Un des amis de notre famille me disait: «Votre mère est, pour moi, non pas un miracle, mais deux miracles; je ne sais pas où elle trouve le temps qu'elle emploie et l'argent qu'elle donne.» Je sais bien, moi, où elle trouvait l'un et l'autre: dans sa raison et dans son cœur. Plus elle en avait à faire, plus elle en faisait. C'est l'inverse d'un mot charmant d'Émile Augier, mais qui signifie absolument la même chose: «J'ai été tellement inoccupé que je n'ai eu le temps de rien faire.»

Dans les lettres de ma mère, mon cher et excellent frère glissait aussi, de temps à autre, quelques bonnes paroles et quelques sages conseils à mon adresse. J'en avais grand besoin, car, je dois le dire, la sagesse n'a jamais été mon côté fort, et la faiblesse est bien forte quand la raison n'est pas là pour lui faire contrepoids. Hélas! j'ai assez mal profité de tout cela, et j'en fais mon meâ culpâ ...

Il y a, à Rome, dans le Corso, une église qu'on appelle Saint-Louis-des-Français, et qui est desservie par un chanoine et des prêtres français. Tous les ans, à la fête du roi Louis-Philippe, c'est-à-dire le 1er mai, on célébrait, dans cette église, une messe en musique dont la composition revenait au musicien pensionnaire. L'année de mon arrivée à Rome, la messe exécutée (messe avec orchestre) était de mon camarade Georges Bousquet. L'année suivante, ce devait être mon tour. Craignant qu'avec mes obligations de pensionnaire je n'eusse pas le temps d'accomplir un travail de cette importance, ma mère m'envoya ma messe de Saint-Eustache entièrement copiée de sa main sur le manuscrit de ma partition d'orchestre, dont elle ne voulait ni se dessaisir ni risquer la perte dans le transport par la poste.

On imagine ce que j'éprouvai en recevant, à Rome, cette nouvelle preuve de la tendresse et de la patience maternelles.

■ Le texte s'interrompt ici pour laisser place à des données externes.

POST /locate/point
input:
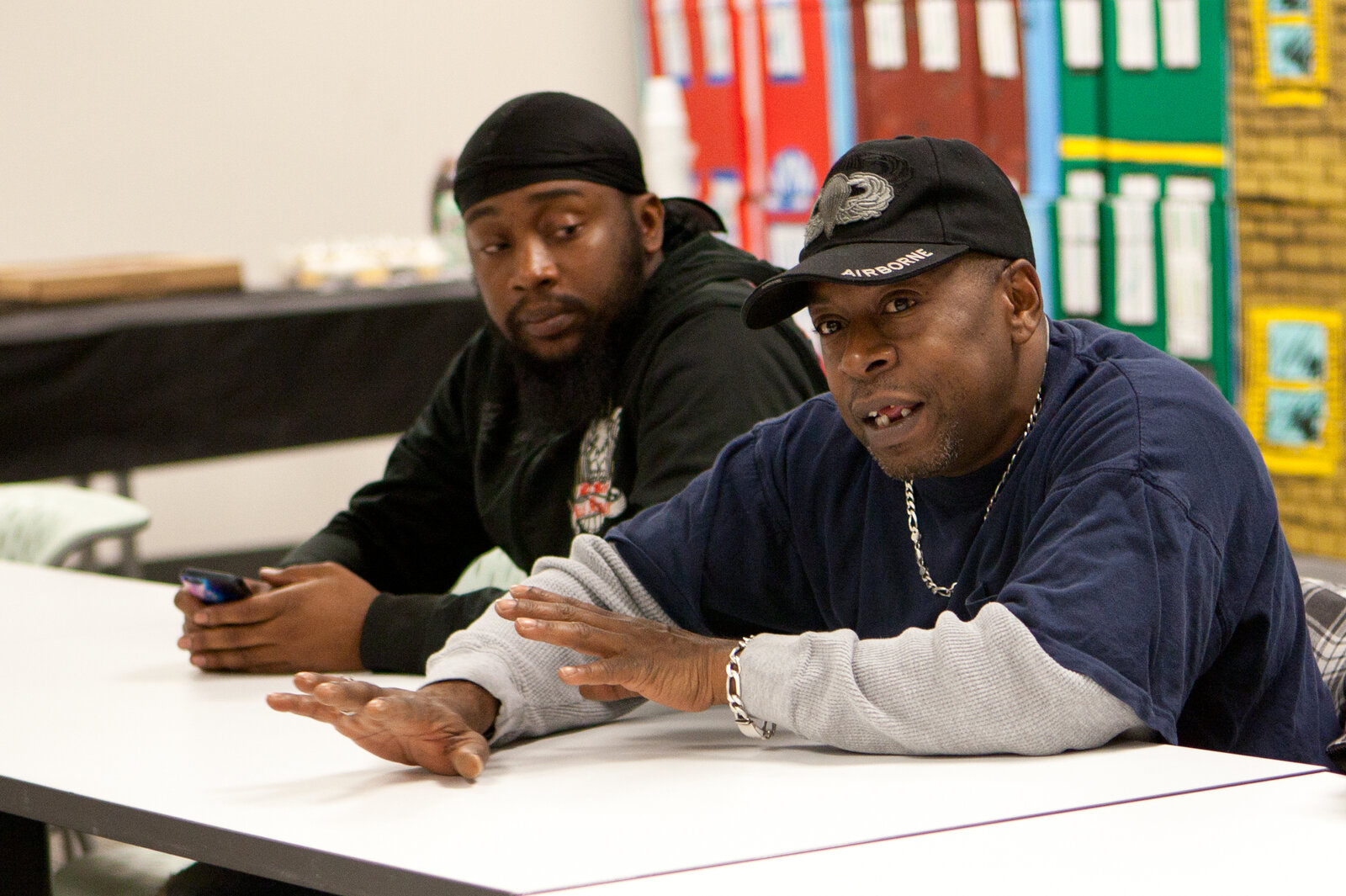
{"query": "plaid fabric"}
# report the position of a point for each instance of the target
(1325, 607)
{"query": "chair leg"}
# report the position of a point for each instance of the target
(130, 560)
(24, 856)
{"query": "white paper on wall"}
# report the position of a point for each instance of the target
(724, 194)
(886, 34)
(937, 27)
(784, 242)
(1081, 33)
(670, 23)
(784, 40)
(1179, 31)
(1077, 229)
(1188, 271)
(717, 40)
(1137, 35)
(1134, 238)
(998, 38)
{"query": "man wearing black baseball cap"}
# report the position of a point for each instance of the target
(998, 533)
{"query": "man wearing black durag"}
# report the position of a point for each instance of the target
(612, 370)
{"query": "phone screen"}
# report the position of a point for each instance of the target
(212, 587)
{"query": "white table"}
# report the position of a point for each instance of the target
(1269, 837)
(111, 731)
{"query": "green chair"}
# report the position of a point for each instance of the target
(49, 523)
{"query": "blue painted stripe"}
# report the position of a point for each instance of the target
(1042, 94)
(1041, 29)
(840, 63)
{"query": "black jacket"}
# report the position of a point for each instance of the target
(466, 478)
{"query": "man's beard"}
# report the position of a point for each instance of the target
(558, 395)
(948, 448)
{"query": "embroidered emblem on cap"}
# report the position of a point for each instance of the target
(848, 198)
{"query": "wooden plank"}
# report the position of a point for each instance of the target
(118, 278)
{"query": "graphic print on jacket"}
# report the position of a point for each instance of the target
(596, 500)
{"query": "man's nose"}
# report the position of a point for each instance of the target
(536, 265)
(867, 352)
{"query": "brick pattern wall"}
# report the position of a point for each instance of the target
(1290, 193)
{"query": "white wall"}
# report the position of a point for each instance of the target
(242, 127)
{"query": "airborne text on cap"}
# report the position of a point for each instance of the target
(897, 264)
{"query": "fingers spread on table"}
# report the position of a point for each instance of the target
(303, 705)
(347, 694)
(606, 693)
(469, 759)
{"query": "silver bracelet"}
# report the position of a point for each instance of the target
(734, 687)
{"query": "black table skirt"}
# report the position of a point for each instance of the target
(119, 385)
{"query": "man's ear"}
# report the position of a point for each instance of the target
(648, 211)
(1025, 294)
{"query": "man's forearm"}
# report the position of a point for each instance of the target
(522, 674)
(983, 687)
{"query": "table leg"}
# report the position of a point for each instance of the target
(24, 857)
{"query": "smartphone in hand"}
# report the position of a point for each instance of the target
(212, 587)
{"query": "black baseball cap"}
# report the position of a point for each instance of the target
(892, 209)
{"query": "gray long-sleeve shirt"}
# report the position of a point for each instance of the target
(962, 687)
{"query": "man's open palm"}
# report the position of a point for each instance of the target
(415, 728)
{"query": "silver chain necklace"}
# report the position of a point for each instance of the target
(912, 505)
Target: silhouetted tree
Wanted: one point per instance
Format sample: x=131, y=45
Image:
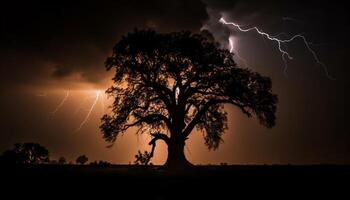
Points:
x=143, y=158
x=62, y=160
x=82, y=159
x=26, y=153
x=169, y=84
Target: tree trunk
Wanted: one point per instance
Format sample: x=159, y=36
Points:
x=176, y=156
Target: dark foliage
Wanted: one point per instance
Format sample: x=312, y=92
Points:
x=169, y=84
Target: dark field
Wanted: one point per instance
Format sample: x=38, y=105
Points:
x=215, y=182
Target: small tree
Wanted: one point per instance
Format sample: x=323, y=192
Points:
x=82, y=159
x=26, y=153
x=62, y=160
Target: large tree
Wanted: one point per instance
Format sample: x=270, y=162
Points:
x=167, y=84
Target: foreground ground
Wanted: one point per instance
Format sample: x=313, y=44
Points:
x=216, y=182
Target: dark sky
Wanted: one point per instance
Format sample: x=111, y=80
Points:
x=49, y=47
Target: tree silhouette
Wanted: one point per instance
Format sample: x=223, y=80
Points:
x=62, y=160
x=82, y=159
x=26, y=153
x=168, y=84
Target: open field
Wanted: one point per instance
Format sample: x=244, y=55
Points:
x=202, y=181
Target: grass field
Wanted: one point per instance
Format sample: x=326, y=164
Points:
x=216, y=182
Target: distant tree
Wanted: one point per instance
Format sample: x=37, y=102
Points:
x=142, y=158
x=100, y=163
x=82, y=159
x=54, y=162
x=62, y=160
x=26, y=153
x=168, y=84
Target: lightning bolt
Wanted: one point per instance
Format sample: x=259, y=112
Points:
x=61, y=103
x=284, y=54
x=90, y=110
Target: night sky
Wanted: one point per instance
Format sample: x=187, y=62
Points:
x=51, y=48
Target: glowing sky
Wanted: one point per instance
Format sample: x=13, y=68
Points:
x=52, y=69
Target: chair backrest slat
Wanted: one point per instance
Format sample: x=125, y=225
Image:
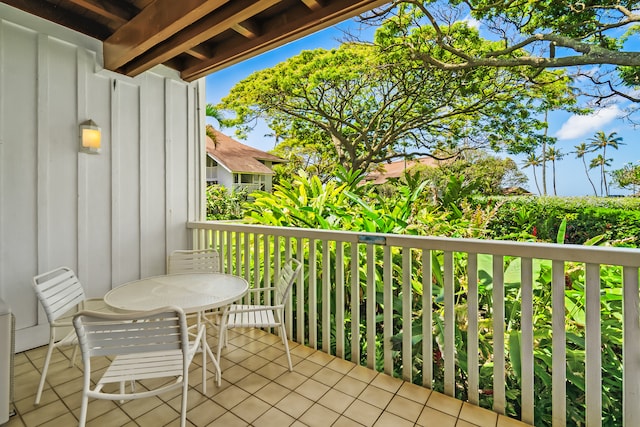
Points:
x=288, y=275
x=58, y=291
x=105, y=334
x=193, y=261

Toutefois je n'en fis pas l'usage auquel ma mère l'avait destinée: je trouvai qu'il était plus digne d'un artiste consciencieux de chercher mieux que cela (ce qui n'était pas difficile), et je poursuivis bravement la nouvelle messe que j'avais commencée en vue de la fête du roi. Je la composai et j'en dirigeai moi-même l'exécution[2]. Ce travail me porta bonheur; outre les félicitations, fort indulgentes assurément, qu'il me valut, je lui dus la nomination de «Maître de chapelle honoraire à vie» de l'église Saint-Louis-des-Français, à Rome. Je ne me doutais guère que, l'année suivante, j'aurais, en Allemagne, l'occasion de la faire entendre et de la diriger. On verra plus loin quels furent pour moi les conséquences et les avantages de cette seconde exécution.

[2] Sur une répétition de cette messe voir plus loin, p. 216, une lettre de Gounod à Lefuel, avec post-scriptum d'Hébert, en date du 4 avril 1841.

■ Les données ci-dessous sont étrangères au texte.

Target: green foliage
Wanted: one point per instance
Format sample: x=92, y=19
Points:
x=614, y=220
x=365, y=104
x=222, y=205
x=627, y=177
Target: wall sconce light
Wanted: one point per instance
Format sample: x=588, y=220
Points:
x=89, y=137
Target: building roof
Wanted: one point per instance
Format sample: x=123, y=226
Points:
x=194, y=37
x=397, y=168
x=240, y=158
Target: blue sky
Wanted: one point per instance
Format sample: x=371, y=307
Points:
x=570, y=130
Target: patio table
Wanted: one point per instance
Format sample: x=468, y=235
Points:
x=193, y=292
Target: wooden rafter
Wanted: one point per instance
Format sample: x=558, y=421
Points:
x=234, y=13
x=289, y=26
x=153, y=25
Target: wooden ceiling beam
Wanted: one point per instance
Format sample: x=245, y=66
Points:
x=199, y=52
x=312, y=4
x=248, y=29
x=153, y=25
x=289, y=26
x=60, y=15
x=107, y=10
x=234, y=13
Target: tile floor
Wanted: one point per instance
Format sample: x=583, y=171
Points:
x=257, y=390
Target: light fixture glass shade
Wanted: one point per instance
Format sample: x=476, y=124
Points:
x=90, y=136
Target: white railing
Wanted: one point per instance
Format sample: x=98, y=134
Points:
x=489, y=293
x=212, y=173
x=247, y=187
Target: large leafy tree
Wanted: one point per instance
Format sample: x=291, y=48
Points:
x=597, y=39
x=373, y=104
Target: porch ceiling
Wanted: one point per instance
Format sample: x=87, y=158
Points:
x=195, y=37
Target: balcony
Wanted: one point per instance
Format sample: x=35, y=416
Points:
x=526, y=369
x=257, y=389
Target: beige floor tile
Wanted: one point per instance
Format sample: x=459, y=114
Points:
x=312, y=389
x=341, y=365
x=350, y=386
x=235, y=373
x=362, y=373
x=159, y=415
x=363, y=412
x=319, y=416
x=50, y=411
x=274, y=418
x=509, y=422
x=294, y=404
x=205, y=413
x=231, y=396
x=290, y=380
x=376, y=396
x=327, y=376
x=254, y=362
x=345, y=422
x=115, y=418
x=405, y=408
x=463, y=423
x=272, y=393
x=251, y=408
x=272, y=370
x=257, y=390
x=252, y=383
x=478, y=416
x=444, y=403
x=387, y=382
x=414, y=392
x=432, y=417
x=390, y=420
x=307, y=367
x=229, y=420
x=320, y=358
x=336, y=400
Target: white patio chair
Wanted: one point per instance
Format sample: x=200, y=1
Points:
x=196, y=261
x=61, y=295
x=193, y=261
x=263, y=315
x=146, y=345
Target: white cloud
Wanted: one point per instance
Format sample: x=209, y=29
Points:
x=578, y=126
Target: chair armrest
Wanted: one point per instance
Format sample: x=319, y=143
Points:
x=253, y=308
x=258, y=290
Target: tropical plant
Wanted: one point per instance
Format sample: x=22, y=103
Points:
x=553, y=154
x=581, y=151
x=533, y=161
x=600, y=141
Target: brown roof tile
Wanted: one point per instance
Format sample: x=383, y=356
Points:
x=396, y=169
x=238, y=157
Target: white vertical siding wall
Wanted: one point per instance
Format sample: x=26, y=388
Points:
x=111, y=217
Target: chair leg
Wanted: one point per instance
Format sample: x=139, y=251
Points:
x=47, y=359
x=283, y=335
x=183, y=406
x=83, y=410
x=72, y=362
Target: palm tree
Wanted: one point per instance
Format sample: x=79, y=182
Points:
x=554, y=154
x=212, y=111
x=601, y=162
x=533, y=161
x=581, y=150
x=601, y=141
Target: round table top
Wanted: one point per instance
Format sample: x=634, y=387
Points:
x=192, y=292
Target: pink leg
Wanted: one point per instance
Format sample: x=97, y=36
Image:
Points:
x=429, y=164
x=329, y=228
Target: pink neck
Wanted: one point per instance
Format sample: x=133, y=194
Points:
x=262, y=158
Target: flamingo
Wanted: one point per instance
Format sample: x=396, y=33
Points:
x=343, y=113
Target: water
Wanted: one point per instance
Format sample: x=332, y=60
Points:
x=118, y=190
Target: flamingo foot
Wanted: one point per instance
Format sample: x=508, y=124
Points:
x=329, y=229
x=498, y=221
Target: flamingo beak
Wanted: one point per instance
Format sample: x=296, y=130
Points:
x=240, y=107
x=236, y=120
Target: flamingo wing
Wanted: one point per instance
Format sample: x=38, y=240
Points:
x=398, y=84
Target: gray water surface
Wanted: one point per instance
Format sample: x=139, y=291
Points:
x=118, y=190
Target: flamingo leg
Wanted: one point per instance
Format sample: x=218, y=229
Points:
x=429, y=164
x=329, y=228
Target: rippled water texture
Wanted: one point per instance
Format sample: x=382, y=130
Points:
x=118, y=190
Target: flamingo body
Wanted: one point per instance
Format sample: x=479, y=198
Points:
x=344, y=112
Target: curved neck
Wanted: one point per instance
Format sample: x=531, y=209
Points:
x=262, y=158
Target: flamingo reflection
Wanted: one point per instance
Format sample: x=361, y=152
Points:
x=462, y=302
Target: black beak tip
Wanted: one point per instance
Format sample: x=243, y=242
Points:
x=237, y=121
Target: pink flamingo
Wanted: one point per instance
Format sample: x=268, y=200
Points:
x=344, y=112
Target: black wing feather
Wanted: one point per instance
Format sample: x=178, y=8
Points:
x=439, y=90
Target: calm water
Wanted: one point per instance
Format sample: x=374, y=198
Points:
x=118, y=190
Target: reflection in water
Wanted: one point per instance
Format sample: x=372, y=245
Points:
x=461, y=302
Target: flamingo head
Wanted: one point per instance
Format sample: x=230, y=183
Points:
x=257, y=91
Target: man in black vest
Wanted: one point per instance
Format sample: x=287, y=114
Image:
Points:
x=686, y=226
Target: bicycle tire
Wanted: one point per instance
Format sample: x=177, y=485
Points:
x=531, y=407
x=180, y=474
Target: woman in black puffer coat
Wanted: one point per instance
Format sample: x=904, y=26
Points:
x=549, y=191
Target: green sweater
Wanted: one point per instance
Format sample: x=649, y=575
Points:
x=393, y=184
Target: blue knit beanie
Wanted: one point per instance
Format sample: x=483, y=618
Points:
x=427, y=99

Plus j'avançais dans mon séjour à Rome, plus je m'attachais profondément à cette ville d'un attrait mystérieux et d'une paix incomparable. Après les lignes crénelées, volcaniques, bondissantes, du cratère de Naples, les lignes placides, solennelles, silencieuses de la campagne de Rome encadrée par les monts Albains, les montagnes du Latium et la Sabine, le majestueux mont Janvier, le Soracte, les monts de Viterbe, le Monte Mario, le Janicule, me causaient l'impression douce et sereine d'un cloître à ciel ouvert. Un de mes sites de prédilection, dans les environs de Rome, était le village de Nemi, avec son lac que l'œil découvre au fond d'un vaste cratère et qui est entouré de bois touffus d'une végétation splendide. Le tour du lac, par la route supérieure, est une des plus ravissantes promenades qu'il soit possible de rêver: faite par un beau jour et terminée par un coucher de soleil tel qu'il m'a été donné de le contempler en apercevant la mer des hauteurs de Gensano, c'est un souvenir enchanteur et ineffaçable.

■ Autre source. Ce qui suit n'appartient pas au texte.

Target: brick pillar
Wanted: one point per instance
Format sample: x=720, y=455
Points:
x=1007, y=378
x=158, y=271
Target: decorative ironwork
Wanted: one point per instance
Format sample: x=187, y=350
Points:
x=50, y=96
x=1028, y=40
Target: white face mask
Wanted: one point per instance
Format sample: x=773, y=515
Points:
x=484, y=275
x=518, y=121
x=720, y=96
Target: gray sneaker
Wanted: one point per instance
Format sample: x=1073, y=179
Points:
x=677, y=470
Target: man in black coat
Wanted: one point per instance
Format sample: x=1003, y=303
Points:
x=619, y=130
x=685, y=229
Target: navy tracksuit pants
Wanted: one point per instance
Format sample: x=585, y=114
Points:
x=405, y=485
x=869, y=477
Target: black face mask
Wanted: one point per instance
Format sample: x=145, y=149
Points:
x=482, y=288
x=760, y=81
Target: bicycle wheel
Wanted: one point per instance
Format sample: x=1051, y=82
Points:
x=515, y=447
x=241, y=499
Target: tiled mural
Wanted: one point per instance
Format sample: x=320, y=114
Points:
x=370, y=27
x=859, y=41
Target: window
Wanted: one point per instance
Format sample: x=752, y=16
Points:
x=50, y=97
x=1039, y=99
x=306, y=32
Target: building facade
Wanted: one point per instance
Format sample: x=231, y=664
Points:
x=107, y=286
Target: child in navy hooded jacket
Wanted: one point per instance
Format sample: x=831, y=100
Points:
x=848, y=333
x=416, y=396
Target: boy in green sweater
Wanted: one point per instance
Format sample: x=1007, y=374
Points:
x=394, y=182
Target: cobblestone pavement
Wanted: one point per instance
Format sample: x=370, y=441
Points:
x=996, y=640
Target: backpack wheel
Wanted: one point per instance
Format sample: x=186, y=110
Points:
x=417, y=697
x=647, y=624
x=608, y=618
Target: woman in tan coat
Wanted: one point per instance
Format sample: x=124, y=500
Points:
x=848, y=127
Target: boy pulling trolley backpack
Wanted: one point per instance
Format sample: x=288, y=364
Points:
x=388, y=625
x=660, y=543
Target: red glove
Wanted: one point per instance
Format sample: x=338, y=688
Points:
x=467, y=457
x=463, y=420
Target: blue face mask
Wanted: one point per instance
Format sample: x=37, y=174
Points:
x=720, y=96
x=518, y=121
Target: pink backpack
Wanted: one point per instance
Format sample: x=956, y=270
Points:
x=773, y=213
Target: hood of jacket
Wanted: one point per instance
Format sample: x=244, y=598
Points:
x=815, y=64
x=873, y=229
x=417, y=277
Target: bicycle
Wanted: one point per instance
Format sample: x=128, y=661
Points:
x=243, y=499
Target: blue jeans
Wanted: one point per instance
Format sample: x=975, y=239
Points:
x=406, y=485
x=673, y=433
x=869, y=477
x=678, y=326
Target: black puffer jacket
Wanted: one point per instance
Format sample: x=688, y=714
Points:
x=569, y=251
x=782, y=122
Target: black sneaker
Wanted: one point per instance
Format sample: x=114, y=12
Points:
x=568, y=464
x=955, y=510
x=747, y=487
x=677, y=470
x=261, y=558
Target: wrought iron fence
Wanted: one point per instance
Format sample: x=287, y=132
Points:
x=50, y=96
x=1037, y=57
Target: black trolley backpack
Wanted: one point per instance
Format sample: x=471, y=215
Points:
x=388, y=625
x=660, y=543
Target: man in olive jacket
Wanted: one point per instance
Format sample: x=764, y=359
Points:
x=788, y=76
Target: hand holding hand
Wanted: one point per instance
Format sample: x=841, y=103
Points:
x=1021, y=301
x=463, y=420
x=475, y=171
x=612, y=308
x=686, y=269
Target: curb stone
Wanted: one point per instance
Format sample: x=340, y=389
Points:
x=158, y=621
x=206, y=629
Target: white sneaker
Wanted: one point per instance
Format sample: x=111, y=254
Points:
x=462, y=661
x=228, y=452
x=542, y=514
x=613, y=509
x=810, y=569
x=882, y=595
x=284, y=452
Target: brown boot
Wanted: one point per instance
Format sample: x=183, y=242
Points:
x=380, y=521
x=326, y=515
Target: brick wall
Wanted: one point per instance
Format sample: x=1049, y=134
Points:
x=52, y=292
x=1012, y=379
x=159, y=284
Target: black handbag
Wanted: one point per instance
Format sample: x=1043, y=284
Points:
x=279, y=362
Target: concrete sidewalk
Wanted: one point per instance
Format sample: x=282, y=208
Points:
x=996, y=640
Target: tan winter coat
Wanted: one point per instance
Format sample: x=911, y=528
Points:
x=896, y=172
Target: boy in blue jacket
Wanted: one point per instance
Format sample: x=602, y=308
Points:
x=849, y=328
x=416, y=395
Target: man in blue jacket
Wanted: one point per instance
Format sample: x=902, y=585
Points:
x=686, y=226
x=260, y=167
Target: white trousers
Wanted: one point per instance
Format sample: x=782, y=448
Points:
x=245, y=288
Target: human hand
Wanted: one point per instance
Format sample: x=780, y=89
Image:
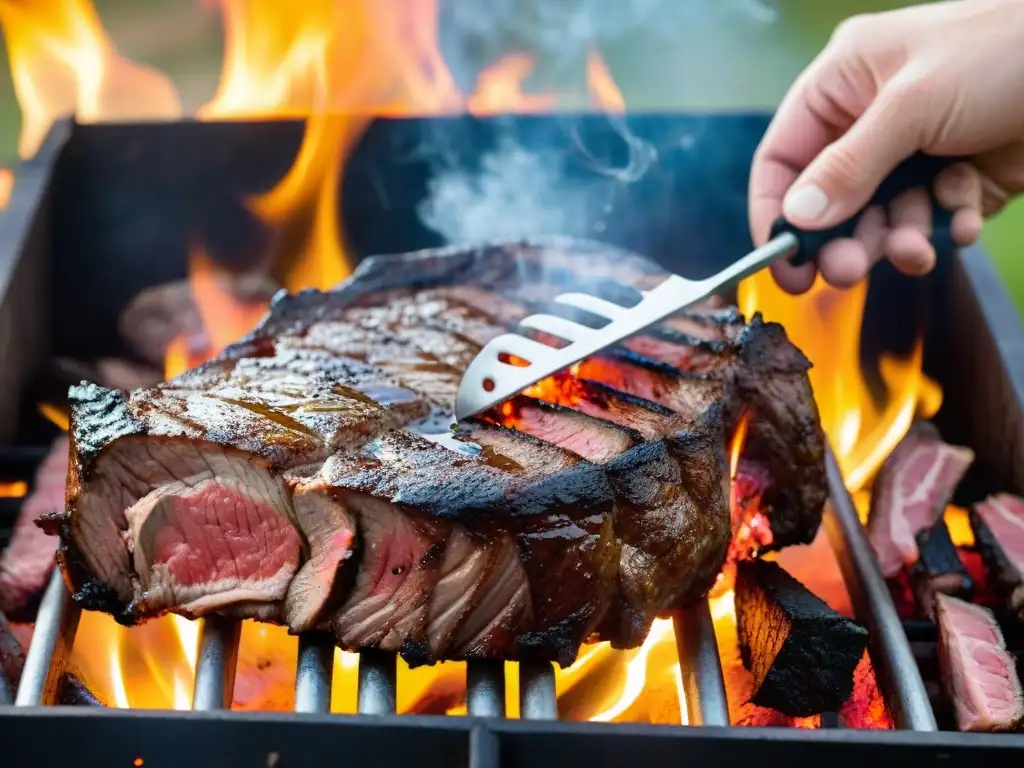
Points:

Mais les environs de Rome abondent en sites admirables et fournissent au voyageur et au touriste une série inépuisable d'excursions: Tivoli, Subiaco, Frascati, Albano, l'Ariccia, et mille autres lieux tant de fois explorés par les peintres paysagistes, sans parler de ce Tibre dont les bords ont un caractère si noble et si majestueux.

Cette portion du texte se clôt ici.